Resource Matrix Visibility

Customers can now access the resource matrix mapping directly from the Resources section of the tool. Simply highlight the resource in question and a tooltip will display with the mapping across AWS, Azure, Google Cloud Platform, and VMware.

Data Exporter - Compliance Exporting

DivvyCloud now offers a new way to export compliance information from insight packs. Each user-configured report is generated daily and uploaded to the user’s AWS or GCP storage bucket-of-choice, using the credentials of an organization service account. For more information, see Compliance Exporting.
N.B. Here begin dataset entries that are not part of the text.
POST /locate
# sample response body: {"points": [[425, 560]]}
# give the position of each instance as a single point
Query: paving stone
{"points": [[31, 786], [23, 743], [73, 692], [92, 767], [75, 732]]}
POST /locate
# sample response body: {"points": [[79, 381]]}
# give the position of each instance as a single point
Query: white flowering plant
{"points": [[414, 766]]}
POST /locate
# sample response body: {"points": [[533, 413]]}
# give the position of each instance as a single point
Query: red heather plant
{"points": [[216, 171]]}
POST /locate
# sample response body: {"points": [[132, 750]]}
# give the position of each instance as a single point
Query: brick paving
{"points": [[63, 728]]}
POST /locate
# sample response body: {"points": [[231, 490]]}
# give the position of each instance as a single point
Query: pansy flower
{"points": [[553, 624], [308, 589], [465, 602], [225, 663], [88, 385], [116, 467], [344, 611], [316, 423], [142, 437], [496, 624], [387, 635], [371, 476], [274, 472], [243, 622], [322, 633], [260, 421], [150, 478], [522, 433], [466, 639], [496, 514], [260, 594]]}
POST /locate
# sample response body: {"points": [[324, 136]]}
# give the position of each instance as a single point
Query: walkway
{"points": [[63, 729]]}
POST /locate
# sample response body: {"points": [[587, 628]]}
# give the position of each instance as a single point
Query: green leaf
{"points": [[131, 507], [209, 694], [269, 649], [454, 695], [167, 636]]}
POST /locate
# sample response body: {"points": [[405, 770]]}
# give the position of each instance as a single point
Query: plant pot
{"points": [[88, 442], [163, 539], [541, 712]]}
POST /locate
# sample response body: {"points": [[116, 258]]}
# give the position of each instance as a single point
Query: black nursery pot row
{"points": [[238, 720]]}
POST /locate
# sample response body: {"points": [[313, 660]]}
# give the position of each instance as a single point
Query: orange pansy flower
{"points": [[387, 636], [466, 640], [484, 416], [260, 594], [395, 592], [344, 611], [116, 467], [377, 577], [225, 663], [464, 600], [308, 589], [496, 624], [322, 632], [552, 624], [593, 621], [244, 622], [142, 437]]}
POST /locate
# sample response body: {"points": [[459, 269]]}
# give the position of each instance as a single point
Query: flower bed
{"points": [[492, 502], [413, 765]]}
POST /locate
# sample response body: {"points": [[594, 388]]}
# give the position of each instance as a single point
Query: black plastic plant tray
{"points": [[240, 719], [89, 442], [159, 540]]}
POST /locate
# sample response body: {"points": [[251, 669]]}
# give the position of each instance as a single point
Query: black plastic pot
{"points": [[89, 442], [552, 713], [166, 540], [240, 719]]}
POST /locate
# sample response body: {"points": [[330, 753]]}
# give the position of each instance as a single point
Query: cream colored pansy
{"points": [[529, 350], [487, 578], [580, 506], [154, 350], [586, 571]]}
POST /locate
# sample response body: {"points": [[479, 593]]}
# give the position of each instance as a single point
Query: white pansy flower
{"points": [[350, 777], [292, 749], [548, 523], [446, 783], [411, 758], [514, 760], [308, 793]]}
Additional Cloud Support/Enhancements Following are the additional services which DivvyCloud supports with Release 19.1. For a complete listing of supported services, follow the links provided to the specific cloud service provider.

Amazon Web Services

• Support for API Gateway
• Support for DocumentDB
• Support for Neptune
• Support for Secrets Manager
• Support for FSx Click here for a complete list of DivvyCloud-supported AWS services.

Google Cloud Platform

• Support for BigQuery
• Support for Billing
• Support for Load Balancing Click here for a complete list of DivvyCloud-supported Google Cloud Platform services.

Microsoft Azure

• Capture Azure Key Vault information for Storage Accounts
• Add visibility to the encryption configuration for Blob Storage Click here for a complete list of DivvyCloud-supported Microsoft Azure services.
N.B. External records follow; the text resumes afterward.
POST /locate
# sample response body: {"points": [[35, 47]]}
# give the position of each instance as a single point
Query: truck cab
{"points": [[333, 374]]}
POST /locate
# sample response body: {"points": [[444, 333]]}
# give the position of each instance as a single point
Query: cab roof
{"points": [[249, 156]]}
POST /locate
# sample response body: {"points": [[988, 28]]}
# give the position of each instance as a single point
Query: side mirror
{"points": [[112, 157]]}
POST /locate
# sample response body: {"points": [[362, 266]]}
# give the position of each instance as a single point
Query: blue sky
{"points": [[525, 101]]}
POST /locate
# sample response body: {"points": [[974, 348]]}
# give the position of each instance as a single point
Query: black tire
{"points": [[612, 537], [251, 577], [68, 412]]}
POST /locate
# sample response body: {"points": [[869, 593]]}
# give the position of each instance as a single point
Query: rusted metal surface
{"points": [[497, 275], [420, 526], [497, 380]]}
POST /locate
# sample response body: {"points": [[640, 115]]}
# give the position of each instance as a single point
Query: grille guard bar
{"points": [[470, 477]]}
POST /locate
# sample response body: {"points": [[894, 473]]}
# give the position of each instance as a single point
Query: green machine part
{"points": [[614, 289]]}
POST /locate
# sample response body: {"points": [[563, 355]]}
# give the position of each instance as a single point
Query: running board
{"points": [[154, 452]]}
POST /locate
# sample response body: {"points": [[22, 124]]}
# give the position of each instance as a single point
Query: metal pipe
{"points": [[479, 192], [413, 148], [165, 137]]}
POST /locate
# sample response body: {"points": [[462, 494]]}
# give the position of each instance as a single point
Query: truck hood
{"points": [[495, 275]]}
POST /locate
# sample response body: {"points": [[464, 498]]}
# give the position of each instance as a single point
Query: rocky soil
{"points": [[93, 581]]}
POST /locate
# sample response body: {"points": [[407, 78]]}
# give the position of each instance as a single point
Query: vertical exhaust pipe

Developer/Administrator Notes

Amazon Web Services

"apigateway:GET",
"apigateway:GetRestApis",
"apigateway:GetRestStages",
"apigateway:GetRestApiKeys",
"apigateway:GetAuthorizers",
"fsx:DescribeFileSystems",
"secretsmanager:ListSecrets",
"secretsmanager:GetResourcePolicy",
"secretsmanager:DescribeSecret",
"tag:GetResources"

Google Cloud Platform

"bigquery.tables.list",
"bigquery.datasets.list"

Compliance Amazon Web Services

Prior to this 19.1 release, the insight Cloud Account Password Policy Not CIS Compliant, which is tied to the Cloud Account Fails AWS CIS Password Policy, was missing a few conditions that would have potentially made your cloud account fail this compliance check.

We have updated the Filter Cloud Account Fails AWS CIS Password Policy to include the following:

db_cls.password_policy['expire_passwords'] == 'false',
db_cls.password_policy['password_reuse_prevention'] < '24',
db_cls.password_policy['password_reuse_prevention'] == 'null

The difference for the filter Cloud Account Fails AWS CIS Password Policy is shown below.

Before

db_cls.password_policy['require_uppercase_characters'] == 'false',
db_cls.password_policy['require_lowercase_characters'] == 'false',
db_cls.password_policy['require_symbols'] == 'false',
db_cls.password_policy['require_numbers'] == 'false',
db_cls.password_policy['max_password_age'] > 90,
db_cls.password_policy['minimum_password_length'] < 14

After

db_cls.password_policy['require_uppercase_characters'] == 'false',
db_cls.password_policy['require_lowercase_characters'] == 'false',
db_cls.password_policy['require_symbols'] == 'false',
db_cls.password_policy['require_numbers'] == 'false',
db_cls.password_policy['max_password_age'] > 90,
db_cls.password_policy['expire_passwords'] == 'false',
db_cls.password_policy['minimum_password_length'] < 14,
db_cls.password_policy['password_reuse_prevention'] < '24',
db_cls.password_policy['password_reuse_prevention'] == 'null

General Enhancements

• The key used to encrypt Big Data Instances (AWS Redshift) is now stored, which enables customers to further inspect the encryption at rest configuration.
• Customers can now filter out Insights which are compliant/have zero results in both the Insight Library and the Compliance sections of the product.
• Insight scope changes are now sticky and persist as you navigate the tool.
• Supported cloud icons are now displayed for both filters and actions during Bot creation.
• Custom packs now have options to inherit compliance rules from system packs when being created.